I use Elmer's white glue and wood powder from my orbital sander or better yet, mix this wood powder with the finish I plan to use. Lacquer mostly. That way after it dries and I sand it and put the finish on it there is zero chance that any white glue I missed in my sanding showing up under the finish.


----------



## oakview (Dec 12, 2011)

+1 for glue and sawdust . Yellow glue for lighter woods, brown glue for darker woods. I save clean, various wood species sawdust in different cottage cheese containers so I don't have to go scrounging.

I'll have to try the idea of mixing the sawdust with the finish - never thought of that. Great idea Jim!


----------



## Smitty_Cabinetshop (Mar 26, 2011)

Great topic, learning so much in these responses. Thanks, LJs!


----------



## JohnnyM (Jan 6, 2012)

Glue mixed with the sanding dust of the piece I'm working on. If it is going to be stained, I add stain to the dust to bring it up to color before mixing it with the glue.

It never dries out since I make it on the fly. It always matches the wood color. I never find myself with out filler if I need it.


----------



## gfadvm (Jan 13, 2011)

Every time I have tried the glue/sawdust to fill cracks, knots, etc, it turns out MUCH darker than the surrounding wood. I use TB III for the glue. What am I doing wrong?


----------



## oakview (Dec 12, 2011)

Certainly everyone does it slightly differently, but this works for me.

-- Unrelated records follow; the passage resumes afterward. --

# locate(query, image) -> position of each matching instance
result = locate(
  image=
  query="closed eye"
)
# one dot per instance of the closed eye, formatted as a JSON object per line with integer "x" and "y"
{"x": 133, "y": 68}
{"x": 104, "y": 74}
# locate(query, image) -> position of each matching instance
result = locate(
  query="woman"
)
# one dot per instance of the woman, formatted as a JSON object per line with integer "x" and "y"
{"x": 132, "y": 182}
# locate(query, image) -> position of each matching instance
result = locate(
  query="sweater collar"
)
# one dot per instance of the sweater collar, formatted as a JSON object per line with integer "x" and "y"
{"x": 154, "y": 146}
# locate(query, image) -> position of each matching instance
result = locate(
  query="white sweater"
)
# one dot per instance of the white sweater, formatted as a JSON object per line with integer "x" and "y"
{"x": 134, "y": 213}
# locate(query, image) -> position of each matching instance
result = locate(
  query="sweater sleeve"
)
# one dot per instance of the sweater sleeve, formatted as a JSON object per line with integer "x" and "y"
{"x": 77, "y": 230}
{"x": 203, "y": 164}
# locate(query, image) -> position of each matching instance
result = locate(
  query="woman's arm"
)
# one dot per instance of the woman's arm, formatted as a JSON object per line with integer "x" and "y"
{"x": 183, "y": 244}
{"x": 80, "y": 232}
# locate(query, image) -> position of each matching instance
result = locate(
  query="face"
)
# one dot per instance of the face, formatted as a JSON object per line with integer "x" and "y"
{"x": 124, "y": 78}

Only if it's a really dark wood, like walnut, will I use TB III, otherwise I use TB II, or a white glue if it's really light wood. I'll use fine router shavings if I have 'em since they present the wood color more easily. Mix just enough glue to bring the mixture together, like a real thick wood filler, then pack it into the repair and immediately rub the surface with more shavings or sawdust. Let it dry a while and sand flush. Seems to work well every time for me.


----------